Collar Strategy with US indices S&P500 (E-mini future/CFD with weekly options)

Discussion in 'Index Futures' started by Millionaire_Raj, Jul 28, 2021.

  1. Basically i want to do collar positions on US indices E-mini S&P500 futures/cfd with weekly options and i want to know margin requirements for the day trading and overnight positions.
    looking for lowest margin brokers? im a non-US resident
     
  2. destriero

    destriero

    Collaring the index positions, if legs are 1:1, is simply a synthetic bull vertical (short collar; long ES). It doesn't make sense as an overlay, but can be used to lock in some delta.
     
  3. adjustments will be done in collar when required and can close the position earlier which is not possible in bull verticals
     
  4. Girija

    Girija

    Do you ask this question every 3 months ? Looks like you need to search your own archives.
     
  5. destriero

    destriero

    Thanks dude, and that's what I stated. The combined position is a synthetic vertical if the legs are equal in size. The combined position (futures + bear reversal) results in a requirement </= the req on the equivalent bull vertical under SPAN.

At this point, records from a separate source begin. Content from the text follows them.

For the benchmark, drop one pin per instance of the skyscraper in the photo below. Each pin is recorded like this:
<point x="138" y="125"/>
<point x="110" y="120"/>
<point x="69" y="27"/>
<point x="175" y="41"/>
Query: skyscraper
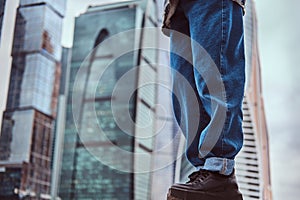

    Long futures + bear reversal = bull vertical payoff and req.
     
    Last edited: Jul 28, 2021
    cesfx likes this.
  6. neogene

    neogene

    No one has given a clear solution for you but I went through this shit inside out so I'll save some hassle for you with bittersweet news.

    Simple answer is that no one knows. Very few may know if they understand SPAN calculator offered by the CME exchange, but it's quite complicated because there are too many variables. How far is your strike price? Expiration date? What is delta? How volatile the market is according to CME? How much more margin requirement does your broker wanna add as insurance? And good luck finding that out; brokers consider their own internal marginal requirement a proprietary information so they will never tell you. They will simply say try to order it and it will give you how much your margin will be impacted before you confirm the trade order.

    Also, a weekly expiration may be dangerous in volatile market as well as where your strike price relative to the market. There is a reason why few play this game, even if it can be a good idea. It is very capital intensive and if you buy straight call/put have fun dealing with theta decay.

    In general, I would not recommend flirting with option contracts unless you really know what you're doing or you are being advised by someone who has solid track record of doing it IRL. Leveraged complex securities can be quite punishing to people who donno what they are doing because just as potential profits are highly pronounced, so is the mistakes/losses.
     
  7. destriero

    destriero


    Gibberish. The trade is debit-req when the collar is on. IOW you are long ES at 4400 and you short the 4200/4500 reversal. You are now long the 4200 synthetic call and short the 4500 call. The requirement is some nominal figure (under SPAN)that will be less than the debit on the 4200/4500 call spread, never to exceed the initial debit req (without SPAN).

    You’re an idiot.
     
  8. neogene

    neogene

    We can agree to disagree. I don't think I was replying to you directly because you are mainly concerned with collar strategies which is hedged like vertical spread. You don't have unlimited losses like naked shorts. So it is not as relevant for you.
     
  9. destriero

    destriero

    gene,

    He asked for the margin requirements and lowest margin brokers.

    1) While there is a margin req on the completed-collar, it’s nominally lower than the debit requirement on the vertical spread due to SPAN treatment. So it’s moot. You vomited complete BS.

    2) All overnight positions must conform to SPAN… so his broker question is moot. The broker will treat the position as a vertical whether it’s traded intraday or overnight. In any event, the collar will reduce the haircut to the vertical under SPAN for carried positions. There is an issue with very wide collars/synthetic verts, but it’s beyond the scope of this moronic thread. Regardless, the margin will be marginally less than the cash req on the synthetic vertical spread. Again, there is an exception, but the trader can assume that while SPAN applies a margin figure to the position, it won’t exceed the cash requirement on the synthetic vertical.

    3) The $500 shops don’t let you trade vol. Any $500 shop allowing options would arbitrarily tack on the debit req, thereby deleveraging.

    4) Using weeklies implied that he’s bracketing futures like is offered in CFD shops. Regardless of the intent; the collar transmutes the req from a large variation margin req (maint +/- MTM) to a small debit req (improved under SPAN).

    His question was answered satisfactorily. You don’t have a clue what you’re talking about.
     
    Last edited: Jul 28, 2021
  10. newwurldmn

    newwurldmn

    Can we agree to agree you have no clue what you are talking about?

    This stuff is like chapter 2 of an options book.